По утрам я слышал, как они пробуждаются. Сначала Митя шибуршится и потихоньку вылезает через окно в сад, сбегаются дети, начинается интересная жизнь каких-нибудь индейцев, потом пробуждается она и выходит на крыльцо, ставит шезлонг на солнце перед домом и дремлет ещё где-то пол часа, обычно в купальнике и накинутом на плечи овчинном тулупе. Ранним утром там сыро было. Зелени много. Потом начинает готовить завтрак в пристроенной к веранде кухоньке, созывает детей, кто остается на завтрак, кто нет, но чаще оставались деревенские мальчишки, потому что не остаться было невозможно хотя бы из любопытства:

- А что сегодня на завтрак? - спрашивал кто-нибудь из детей.

- Овсянка, сер, любимая каша принца Уэльского, который... - и далее, брат, - целая история Английской короны. Но это покажется просто, не могу вспомнить все в подробностях, брат, но я слушал с замиранием сердца её сказки на тему мировой истории и даже завидовал детям, ни с кем она больше так не фантазировала, и даже хотел записать, сделать книгу, что ли... Но...

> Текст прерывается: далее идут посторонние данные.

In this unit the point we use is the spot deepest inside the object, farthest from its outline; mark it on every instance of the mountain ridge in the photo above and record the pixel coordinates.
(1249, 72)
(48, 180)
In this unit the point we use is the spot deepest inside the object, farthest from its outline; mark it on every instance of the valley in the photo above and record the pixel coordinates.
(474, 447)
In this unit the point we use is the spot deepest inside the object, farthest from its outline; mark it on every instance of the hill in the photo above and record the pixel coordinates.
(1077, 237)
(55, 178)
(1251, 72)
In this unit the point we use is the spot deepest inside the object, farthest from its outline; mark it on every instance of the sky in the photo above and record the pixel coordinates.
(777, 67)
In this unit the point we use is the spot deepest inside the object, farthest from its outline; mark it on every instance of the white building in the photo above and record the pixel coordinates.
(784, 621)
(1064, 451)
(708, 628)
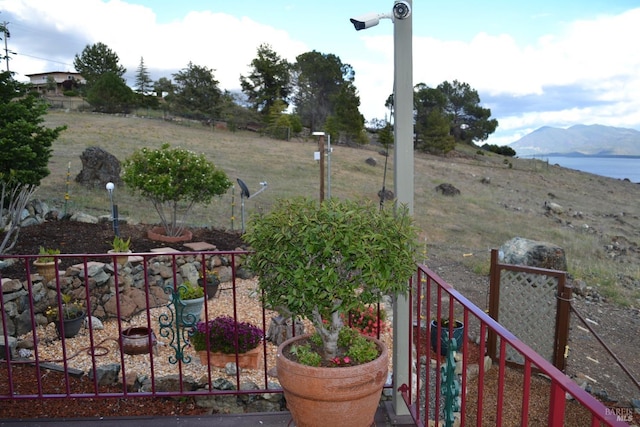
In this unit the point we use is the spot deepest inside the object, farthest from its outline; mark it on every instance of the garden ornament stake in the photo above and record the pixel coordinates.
(244, 194)
(171, 327)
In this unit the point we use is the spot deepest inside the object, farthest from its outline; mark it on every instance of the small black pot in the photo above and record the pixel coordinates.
(458, 334)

- Короче - застукал тебя муж. - Усмехнулся Вадим.

- Зачем же так пошло, брат? Оскорбляешь.

- Холодно уже. Ладно, пошли в кафе. - поежился Вадим.

- Не одет я как-то.

- Ничего. Ничего. Пойдем. За честь им будет писателя принять.

- Так что же там дальше было? - спросил Вадим, когда в стеклянном кафе у метро Кропоткинской им накрыли стол и они выпили по первой рюмке водки.

Потап, казалось, уже забыл - о чем рассказывал, но машинально налив себе вторую рюмку и, выпив, продолжил:

- Короче, брат, однажды я взял и посмотрел - что она там рисует. Рисовала она обычно классно. Но эта картина была вся как будто прозрачная: - сумерки, высокая трава, дальний горизонт, а по небу плывут двое, словно два облака - он и она. Я сразу понял, что он - это я. Мои пропорции. А она, конечно же - она. Но то, что я тебе описал, покажется ерундой, обыкновенным женским романтизмом. Только все равно, послушай - она летела легко, чуть вверх, хотя и ниже меня, но чуть впереди. И не тянула ко мне руку, и видно было, я не знаю, как тебе объяснить, что руку ей тянуть трудно, что это её затормозит, если она это сделает. Он... - то есть - я, руки тоже за ней не тянет, а плывет-летит просто чуть-чуть сзади, и хотя он как бы сверху, но чувствовалось, что он тяжелее, что он, едва её тело уйдет вперед, он рухнет на землю. Она - как бы черта. Хотя он, заметь, за неё не держится, но тянется за ней. Вот так-то, брат. - Потоп глубоко затянулся дымом сигареты, - Я сразу все понял. Если ты не понял, то я тебе скажу - так и случилось. Он решил ухватиться за нее. Она рванула вперед и вверх. И он упал. И вот-с... - он опрокинул в себя ещё одну рюмку и запихнул в беззубый рот бутерброд с черной икрой и принялся перекатывать образовавшийся ком с щеки на щеку.